Corcoran pleaded guilty June 9, more than a year after she was indicted on charges that said she made a trade with her heroin dealer, Shandell Willingham, giving him her 11-year-old daughter in exchange for heroin.
Corcoran, 30, of Pleasant Plain, was indicted on 27 felony counts that included complicity, corrupting another with drugs, endangering children and trafficking in persons. She was also accused of giving the girl heroin.
James Bogan, Corcoran's attorney, said prosecutors had offered a plea deal with a 50-year sentence, which they rejected.
"My client does wish to take responsibility for her actions," Bogan said. "She does not wish to have her daughter go through further trauma by having to testify at trial. She's been very adamant about that with me. And, she knows that a sentence that amounts to life in prison is a very realistic possibility."
Prosecutor Katherine Pridemore said we all know that drugs make people do "crazy things," but she said that's no excuse for Corcoran's actions.
"At the same time, to offer up your child and you are the mother, it's unfathomable," Pridemore said. "I think you can tell when I was reading some of the facts my voice started cracking because it makes me so mad."

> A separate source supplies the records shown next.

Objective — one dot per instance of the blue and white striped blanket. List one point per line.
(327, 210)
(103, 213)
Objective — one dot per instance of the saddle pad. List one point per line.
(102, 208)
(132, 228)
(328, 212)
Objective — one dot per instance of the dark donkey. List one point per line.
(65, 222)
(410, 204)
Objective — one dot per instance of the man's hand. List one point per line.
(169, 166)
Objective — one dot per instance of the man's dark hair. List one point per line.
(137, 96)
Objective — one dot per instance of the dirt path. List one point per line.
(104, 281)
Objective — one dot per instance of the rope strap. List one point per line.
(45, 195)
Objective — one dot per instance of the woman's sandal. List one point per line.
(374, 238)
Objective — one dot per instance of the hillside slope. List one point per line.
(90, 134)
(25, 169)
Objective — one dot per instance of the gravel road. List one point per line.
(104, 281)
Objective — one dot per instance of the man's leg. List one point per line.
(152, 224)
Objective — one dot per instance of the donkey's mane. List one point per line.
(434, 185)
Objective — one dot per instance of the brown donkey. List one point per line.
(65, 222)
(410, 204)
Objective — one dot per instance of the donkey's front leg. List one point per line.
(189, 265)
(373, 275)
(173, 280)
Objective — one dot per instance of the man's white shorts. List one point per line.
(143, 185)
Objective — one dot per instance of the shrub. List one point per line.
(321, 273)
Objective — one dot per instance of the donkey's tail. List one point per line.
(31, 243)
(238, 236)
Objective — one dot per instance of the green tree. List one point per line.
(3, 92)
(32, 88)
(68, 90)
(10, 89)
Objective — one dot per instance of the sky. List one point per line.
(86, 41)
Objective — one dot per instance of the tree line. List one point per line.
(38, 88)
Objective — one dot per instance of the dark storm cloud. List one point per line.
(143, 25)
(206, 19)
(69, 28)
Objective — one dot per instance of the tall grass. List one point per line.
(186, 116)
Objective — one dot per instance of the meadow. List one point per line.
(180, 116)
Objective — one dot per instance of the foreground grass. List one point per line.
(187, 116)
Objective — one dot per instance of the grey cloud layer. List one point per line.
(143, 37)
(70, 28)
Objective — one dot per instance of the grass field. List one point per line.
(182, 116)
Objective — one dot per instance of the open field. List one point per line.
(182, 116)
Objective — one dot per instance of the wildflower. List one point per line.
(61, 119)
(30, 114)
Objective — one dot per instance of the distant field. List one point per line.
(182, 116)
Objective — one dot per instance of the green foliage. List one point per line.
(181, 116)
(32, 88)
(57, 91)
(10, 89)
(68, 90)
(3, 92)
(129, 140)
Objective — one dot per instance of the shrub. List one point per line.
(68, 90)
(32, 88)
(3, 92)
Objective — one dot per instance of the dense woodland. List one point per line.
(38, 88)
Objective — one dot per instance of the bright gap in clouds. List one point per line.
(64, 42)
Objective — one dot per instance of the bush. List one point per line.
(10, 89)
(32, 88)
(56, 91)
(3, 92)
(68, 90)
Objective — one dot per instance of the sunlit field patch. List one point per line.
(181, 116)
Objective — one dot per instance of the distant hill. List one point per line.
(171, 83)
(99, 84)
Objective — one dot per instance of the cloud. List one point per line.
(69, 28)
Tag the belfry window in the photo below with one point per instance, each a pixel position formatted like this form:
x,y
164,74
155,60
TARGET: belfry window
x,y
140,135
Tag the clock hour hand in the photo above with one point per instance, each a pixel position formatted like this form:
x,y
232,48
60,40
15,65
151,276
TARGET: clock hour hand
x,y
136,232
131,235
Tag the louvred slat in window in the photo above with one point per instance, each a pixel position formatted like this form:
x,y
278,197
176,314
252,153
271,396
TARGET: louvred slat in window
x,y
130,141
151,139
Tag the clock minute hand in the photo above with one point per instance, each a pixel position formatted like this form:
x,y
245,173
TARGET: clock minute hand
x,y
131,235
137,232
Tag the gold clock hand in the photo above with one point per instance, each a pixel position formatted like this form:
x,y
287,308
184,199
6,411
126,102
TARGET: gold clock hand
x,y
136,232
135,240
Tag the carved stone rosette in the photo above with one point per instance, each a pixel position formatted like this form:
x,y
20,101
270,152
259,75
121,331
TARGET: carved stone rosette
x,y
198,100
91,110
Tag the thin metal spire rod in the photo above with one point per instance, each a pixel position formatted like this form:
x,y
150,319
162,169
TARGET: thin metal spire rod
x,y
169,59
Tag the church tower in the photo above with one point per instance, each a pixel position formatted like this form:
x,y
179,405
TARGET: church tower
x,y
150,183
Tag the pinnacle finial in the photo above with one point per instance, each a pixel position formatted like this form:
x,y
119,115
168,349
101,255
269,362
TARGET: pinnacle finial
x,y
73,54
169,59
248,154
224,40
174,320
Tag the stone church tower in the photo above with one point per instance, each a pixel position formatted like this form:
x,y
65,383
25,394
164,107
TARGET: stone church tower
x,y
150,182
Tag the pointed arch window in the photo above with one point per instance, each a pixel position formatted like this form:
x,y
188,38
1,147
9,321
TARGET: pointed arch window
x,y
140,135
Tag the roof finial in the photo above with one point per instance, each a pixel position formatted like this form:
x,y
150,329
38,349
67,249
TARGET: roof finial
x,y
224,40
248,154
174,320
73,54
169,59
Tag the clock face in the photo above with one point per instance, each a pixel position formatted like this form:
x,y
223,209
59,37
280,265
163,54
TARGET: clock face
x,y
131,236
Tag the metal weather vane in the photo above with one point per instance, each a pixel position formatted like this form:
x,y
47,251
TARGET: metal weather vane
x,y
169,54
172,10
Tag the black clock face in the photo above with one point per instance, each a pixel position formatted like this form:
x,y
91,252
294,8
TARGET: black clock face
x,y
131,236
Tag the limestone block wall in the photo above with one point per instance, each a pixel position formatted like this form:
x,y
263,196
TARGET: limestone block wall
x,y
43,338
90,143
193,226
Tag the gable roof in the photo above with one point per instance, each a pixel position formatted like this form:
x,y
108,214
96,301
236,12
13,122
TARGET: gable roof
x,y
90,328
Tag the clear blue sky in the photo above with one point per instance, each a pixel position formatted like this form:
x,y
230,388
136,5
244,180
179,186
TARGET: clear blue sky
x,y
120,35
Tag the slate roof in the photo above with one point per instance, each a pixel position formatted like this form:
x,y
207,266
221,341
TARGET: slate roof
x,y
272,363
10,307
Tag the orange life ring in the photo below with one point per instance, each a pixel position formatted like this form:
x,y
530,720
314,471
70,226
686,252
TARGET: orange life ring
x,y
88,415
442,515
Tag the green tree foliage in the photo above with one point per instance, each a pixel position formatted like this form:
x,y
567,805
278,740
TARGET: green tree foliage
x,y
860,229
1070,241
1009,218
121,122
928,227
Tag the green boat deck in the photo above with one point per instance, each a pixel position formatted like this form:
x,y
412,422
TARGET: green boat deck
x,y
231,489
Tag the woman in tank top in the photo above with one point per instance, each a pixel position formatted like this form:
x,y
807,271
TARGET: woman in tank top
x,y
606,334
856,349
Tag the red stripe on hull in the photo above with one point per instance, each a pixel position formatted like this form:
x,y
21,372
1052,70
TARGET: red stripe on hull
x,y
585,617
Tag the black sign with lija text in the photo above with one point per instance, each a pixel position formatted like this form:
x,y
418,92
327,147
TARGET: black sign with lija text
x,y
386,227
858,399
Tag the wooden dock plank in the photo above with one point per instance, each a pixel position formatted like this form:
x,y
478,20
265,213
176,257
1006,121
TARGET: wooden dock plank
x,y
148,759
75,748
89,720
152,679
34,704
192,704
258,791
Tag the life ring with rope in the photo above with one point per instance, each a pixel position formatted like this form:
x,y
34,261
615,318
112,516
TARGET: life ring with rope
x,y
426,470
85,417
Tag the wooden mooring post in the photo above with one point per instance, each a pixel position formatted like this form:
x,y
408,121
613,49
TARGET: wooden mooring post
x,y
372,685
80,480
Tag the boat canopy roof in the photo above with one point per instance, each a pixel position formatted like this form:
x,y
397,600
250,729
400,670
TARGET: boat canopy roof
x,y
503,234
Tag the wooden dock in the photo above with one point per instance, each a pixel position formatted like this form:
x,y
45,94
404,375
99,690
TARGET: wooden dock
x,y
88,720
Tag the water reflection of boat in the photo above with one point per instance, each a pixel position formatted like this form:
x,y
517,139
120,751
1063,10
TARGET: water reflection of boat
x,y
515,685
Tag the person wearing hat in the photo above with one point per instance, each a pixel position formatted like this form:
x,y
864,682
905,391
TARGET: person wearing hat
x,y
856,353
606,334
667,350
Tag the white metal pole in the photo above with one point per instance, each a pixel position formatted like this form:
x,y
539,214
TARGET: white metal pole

Cincinnati Police found out the trafficking was happening after the young victim told her father and stepmother.
"It's unconscionable," Newtown Police Chief Tom Synan, with the Hamilton County Heroin Task Force, said. "I don't know if we can even fathom, reason, understand it. I think that even if we say it is the heroin that caused this, then I think it should send up a strong red flag to everyone in society that this is how devastating this drug can be."
Willingham was previously convicted of unrelated crimes in Indiana and is currently serving a 42-year prison sentence.
Corcoran's daughter is now living with her father out of the area, according to Pridemore.
"She is away from these people," Pridemore said.